La semaine dernière, l’annonce du
prix Nobel d’économie à Jean Tirole a donné un peu de baume au cœur à la
France. Après le prix Nobel de littérature accordé à l’écrivain français
Patrick Modiano la semaine d’avant, c’est un nouveau rayon de soleil qui a
éclairé pendant une quinzaine de jours une France en proie à une déprime
persistante.
Enfin quelque chose de positif
pouvait nous être accordé. Par ces deux prix, le monde reconnaît que notre pays
compte parmi ses chercheurs et ses hommes de lettres des personnalités susceptibles
d’obtenir la plus grande des récompenses.
Mais au fond que signifie ce prix
donné à Jean Tirole par la Banque de Suède chargée du Nobel d’économie ?

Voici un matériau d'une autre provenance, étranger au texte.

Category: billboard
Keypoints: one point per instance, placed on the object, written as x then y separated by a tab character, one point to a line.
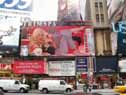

Jean Tirole est un mathématicien,
spécialiste de la micro économie. Il est spécialiste aussi de la théorie des
jeux lorsqu’un agent économique doit optimiser son action. Il est encore le
spécialiste de la puissance du marché qui selon lui doit être régulé avec prudence par la puissance publique. De
fait Jean Tirole est un économiste libéral dans la plus pure tradition
classique.
Le fait que cet économiste soit
en même temps mathématicien nous montre bien la tendance actuelle de plus en
forte de résumer l’économie à des phénomènes naturels, on pourrait presque dire
physiques, dont on peut faire la théorie scientifique et mathématique. Selon la
plupart de ces chercheurs qui dominent actuellement la pensée économique
mondiale, il faut laisser faire la nature, il faut laisser faire la loi du
marché qui finit toujours, par paliers successifs, c'est-à-dire grâce aux découvertes
techniques successives comme aujourd’hui la révolution numérique, par trouver
son équilibre et donner du bonheur à tout le monde.
Résumer l’économie à un jeu libre
et naturel d’acteurs dont on peut faire les équations mathématiques, c’est
oublier l’essentiel de l’économie. C’est oublier que l’économie est une
création humaine qui n’obéit en propre à aucune loi, sauf celle que l’homme lui
donne collectivement et de manière libre.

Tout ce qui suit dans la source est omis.